For regulatory submissions, document: 1. Rationale for BSSR: Why adaptive design is appropriate 2. Test selection: Justification for chosen statistical test 3. Design approach: Restricted vs unrestricted rationale 4. Simulation studies: Demonstrate operating characteristics 5. Implementation plan: Detailed interim analysis procedures
# Compare different allocation ratios
ratios <- c(1, 2, 3)
ratio_results <- sapply(ratios, function(r) {
result <- BinarySampleSize(
p1 = 0.5, p2 = 0.3, r = r,
alpha = 0.025, tar.power = 0.8,
Test = 'Boschloo'
)
c(N1 = result$N1, N2 = result$N2, N_total = result$N)
})
colnames(ratio_results) <- paste0("r=", ratios)
print("Sample sizes for different allocation ratios:")
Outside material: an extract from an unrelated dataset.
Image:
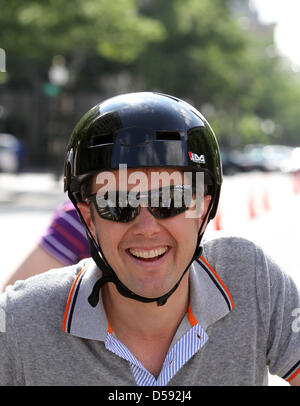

#> [1] "Sample sizes for different allocation ratios:"
print(ratio_results)
#> r=1 r=2 r=3
#> N1 95 142 189
#> N2 95 71 63
#> N_total 190 213 252
# Sensitivity analysis for key parameters
sensitivity_data <- expand.grid(
omega = c(0.3, 0.5, 0.7),
alpha = c(0.01, 0.025, 0.05)
) %>%
rowwise() %>%
mutate(
avg_power = mean(BinaryPowerBSSR(
asmd.p1 = 0.45, asmd.p2 = 0.09,
p = seq(0.2, 0.8, by = 0.1),
Delta.A = 0.36, Delta.T = 0.36,
N1 = 24, N2 = 24, omega = omega, r = 1,
alpha = alpha, tar.power = 0.8,
Test = 'Z-pool',
restricted = FALSE, weighted = FALSE
)$power.BSSR)
)
print("Sensitivity analysis results:")
#> [1] "Sensitivity analysis results:"
print(sensitivity_data)
#> # A tibble: 9 × 3
#> # Rowwise:
#> omega alpha avg_power
#> <dbl> <dbl> <dbl>
#> 1 0.3 0.01 0.796
#> 2 0.5 0.01 0.798
#> 3 0.7 0.01 0.802
#> 4 0.3 0.025 0.796
#> 5 0.5 0.025 0.805
#> 6 0.7 0.025 0.811
#> 7 0.3 0.05 0.807
#> 8 0.5 0.05 0.814
#> 9 0.7 0.05 0.823
The bbssr
package provides a comprehensive toolkit for
implementing blinded sample size re-estimation in clinical trials with
binary endpoints. The choice of statistical test and design approach
should be based on:
All methods maintain exact statistical validity while providing the flexibility needed for efficient clinical trial conduct.